研究課題
初年度 (平成 27 年度) は、TRPV1 およびTRPV4 ノックアウトマウスを用いて急性炎症疼痛刺激後の行動学的変化と中枢神経系の変化を観察した。成熟雄性の野生型マウス、TRPV1 およびTRPV4 ノックアウトマウスの片側後肢足底に、急性炎症疼痛刺激としてホルマリンもしくは TRPV4 アゴニストの 4α-PDD を皮下注射し、注射後 0-10 分 (phaseⅠ) (ホルマリンによる直接の化学刺激による反応) および 10-60 分 (phaseⅡ) (炎症性メディエーターの遊離による感覚神経の刺激) における生体防御行動を計測した。また、注射後 90 分で灌流固定を行い、脊髄後角および視床下部室傍核 (PVN) における Fos タンパクの発現を免疫組織化学的染色法を用いて調べた。生体防御行動は、ホルマリン群の phaseⅠ で TRPV1 および TRPV4 ノックアウトマウスが、phaseⅡ で TRPV1 ノックアウトマウスが野生型マウスと比較して有意に減少した。4α-PDD 群は、いずれのマウスも有意差を認めなかった。Fos 陽性細胞数は、ホルマリン群の脊髄後角においては、いずれのマウスも有意差を認めず、PVN においては TRPV1 ノックアウトマウスが野生型マウスと比較して有意に減少した。
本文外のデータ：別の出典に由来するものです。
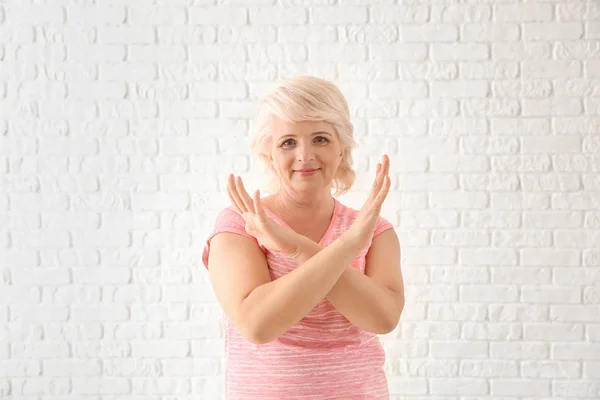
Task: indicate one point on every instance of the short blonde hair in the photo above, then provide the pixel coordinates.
(306, 98)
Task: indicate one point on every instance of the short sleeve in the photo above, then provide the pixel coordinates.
(382, 225)
(227, 221)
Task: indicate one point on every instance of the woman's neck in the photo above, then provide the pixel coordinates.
(296, 208)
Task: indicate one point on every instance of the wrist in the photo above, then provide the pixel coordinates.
(305, 248)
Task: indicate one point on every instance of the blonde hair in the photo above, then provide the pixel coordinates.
(306, 98)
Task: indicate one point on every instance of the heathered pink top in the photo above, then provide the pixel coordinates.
(323, 356)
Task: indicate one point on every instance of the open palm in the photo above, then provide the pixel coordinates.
(270, 234)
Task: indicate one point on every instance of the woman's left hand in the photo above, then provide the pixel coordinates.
(270, 234)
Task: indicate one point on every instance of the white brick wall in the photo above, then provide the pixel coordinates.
(119, 121)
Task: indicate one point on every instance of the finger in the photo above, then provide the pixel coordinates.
(233, 204)
(382, 195)
(386, 164)
(233, 192)
(244, 195)
(258, 205)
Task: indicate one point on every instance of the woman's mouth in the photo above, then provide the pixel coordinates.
(307, 171)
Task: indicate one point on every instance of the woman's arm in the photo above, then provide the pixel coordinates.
(263, 309)
(372, 301)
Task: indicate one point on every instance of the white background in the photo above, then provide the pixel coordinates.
(119, 121)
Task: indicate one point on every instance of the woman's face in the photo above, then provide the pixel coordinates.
(306, 155)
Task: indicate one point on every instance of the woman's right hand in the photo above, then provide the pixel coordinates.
(361, 230)
(273, 236)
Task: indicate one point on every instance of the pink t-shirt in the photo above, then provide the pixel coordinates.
(323, 356)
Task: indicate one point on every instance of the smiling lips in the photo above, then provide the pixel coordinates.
(307, 171)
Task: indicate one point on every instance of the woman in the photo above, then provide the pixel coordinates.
(305, 282)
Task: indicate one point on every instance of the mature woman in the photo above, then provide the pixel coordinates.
(306, 283)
4α-PDD 群の脊髄後角においては、TRPV4 ノックアウトマウスは野生型マウスと比較して有意に減少したが、PVN においては、いずれのマウスも有意差を認めなかった。以上より、ホルマリンによる直接の化学刺激の受容には TRPV1 および TRPV4 が、炎症性メディエーターを介した疼痛受容には TRPV1 が、4α-PDD による疼痛受容には TRPV4 が関与していることが示唆された。
3: やや遅れている
計画初年度 (平成 27 年度) は、TRPV1 およびTRPV4 ノックアウトマウスを用いて急性炎症疼痛刺激後の行動学的変化と中枢神経系の変化を観察した。これにより、ホルマリンによる直接の化学刺激の受容には TRPV1 および TRPV4 が、炎症性メディエーターを介した疼痛受容には TRPV1 が、4α-PDD による疼痛受容には TRPV4 が関与していることが示唆された。しかし、当初計画していた、TRPV1・V4 ダブルノックアウトマウスを用いた急性炎症疼痛刺激後の行動学的変化と中枢神経系の変化の観察に関しては、TRPV1・V4 ダブルノックアウトマウスの作出に成功しているものの、繁殖に時間を要するために実験に必要な個体数を得ることができず、現時点では実験に至っていない。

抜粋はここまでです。